Eisenkot a riposté en qualifiant Netanyahu de « Premier ministre qui nous a aveuglément conduits à un situation historiquement critique, qui œuvre jour et nuit à la division et à l’incitation à la haine, et qui consacre toute son énergie à encourager les réfractaires au service militaire ». Il a ajouté que le Premier ministre était « indigne de cette nation et certainement pas apte à donner des leçons de morale sur l’unité ».

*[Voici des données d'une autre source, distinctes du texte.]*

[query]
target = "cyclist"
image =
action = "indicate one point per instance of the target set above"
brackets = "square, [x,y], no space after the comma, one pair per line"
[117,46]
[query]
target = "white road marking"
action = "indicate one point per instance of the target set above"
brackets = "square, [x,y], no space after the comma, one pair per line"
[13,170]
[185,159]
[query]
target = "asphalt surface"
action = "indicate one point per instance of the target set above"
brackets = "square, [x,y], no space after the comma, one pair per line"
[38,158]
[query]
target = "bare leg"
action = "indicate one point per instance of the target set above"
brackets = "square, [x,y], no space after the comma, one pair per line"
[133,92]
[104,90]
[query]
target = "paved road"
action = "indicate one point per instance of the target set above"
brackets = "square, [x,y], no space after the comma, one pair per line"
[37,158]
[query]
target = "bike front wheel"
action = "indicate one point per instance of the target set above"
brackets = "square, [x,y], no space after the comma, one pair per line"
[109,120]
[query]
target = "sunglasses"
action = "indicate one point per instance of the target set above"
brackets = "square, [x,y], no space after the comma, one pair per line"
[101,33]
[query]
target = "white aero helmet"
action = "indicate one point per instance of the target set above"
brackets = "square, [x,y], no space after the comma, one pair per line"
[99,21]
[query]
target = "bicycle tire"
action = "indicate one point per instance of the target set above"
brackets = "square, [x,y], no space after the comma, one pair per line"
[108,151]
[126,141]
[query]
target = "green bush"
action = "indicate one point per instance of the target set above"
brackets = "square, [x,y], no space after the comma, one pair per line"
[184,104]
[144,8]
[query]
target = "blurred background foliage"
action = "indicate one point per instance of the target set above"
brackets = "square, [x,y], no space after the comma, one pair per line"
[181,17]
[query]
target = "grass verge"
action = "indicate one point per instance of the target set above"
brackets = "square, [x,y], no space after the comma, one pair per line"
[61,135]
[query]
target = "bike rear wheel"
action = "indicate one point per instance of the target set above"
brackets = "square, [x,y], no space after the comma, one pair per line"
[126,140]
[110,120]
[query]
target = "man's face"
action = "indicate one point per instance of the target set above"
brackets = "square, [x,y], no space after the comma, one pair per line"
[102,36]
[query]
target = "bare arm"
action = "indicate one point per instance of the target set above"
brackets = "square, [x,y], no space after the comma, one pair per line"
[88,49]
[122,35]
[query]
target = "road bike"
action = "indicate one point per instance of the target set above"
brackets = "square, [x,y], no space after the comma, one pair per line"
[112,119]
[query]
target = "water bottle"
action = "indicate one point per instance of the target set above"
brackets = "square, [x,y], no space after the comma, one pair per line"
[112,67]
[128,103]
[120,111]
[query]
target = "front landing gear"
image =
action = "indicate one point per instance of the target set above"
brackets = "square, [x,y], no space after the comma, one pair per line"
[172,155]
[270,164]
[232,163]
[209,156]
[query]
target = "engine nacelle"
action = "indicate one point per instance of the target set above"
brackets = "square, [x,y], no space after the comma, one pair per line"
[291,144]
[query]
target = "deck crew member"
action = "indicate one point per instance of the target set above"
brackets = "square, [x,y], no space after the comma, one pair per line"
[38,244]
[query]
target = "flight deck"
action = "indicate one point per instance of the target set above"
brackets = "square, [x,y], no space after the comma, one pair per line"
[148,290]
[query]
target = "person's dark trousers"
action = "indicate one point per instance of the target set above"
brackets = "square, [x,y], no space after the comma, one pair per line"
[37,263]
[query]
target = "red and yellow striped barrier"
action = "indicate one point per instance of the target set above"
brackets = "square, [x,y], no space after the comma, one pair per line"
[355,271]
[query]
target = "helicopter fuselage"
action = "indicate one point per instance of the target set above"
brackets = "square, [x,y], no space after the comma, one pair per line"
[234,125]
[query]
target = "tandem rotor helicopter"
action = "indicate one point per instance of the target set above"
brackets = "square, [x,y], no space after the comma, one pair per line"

« Ce soir encore, vous avez continué à mentir au sujet de Gaza et du Liban – des faits qui auraient pu faire l’objet d’une enquête approfondie dans le cadre d’une commission d’enquête nationale dont vous avez également peur », a-t-il déclaré dans un message publié sur le réseau social X.

Netanyahu « occupait le poste de Premier ministre le matin du 7-Octobre et fuit ses responsabilités depuis lors », a ajouté Eisenkot, promettant : « Nous formerons un gouvernement à majorité sioniste qui défendra les intérêts d’Israël. Nous rassemblerons à nouveau le peuple d’Israël. Car Israël doit gagner. »

Un récent sondage réalisé par Zman Yisrael, la version en hébreu du Times of Israel, montre que le parti Yashar d’Eisenkot dépasse pour la première fois le Likud, le parti au pouvoir, et devient ainsi la première force politique à la Knesset.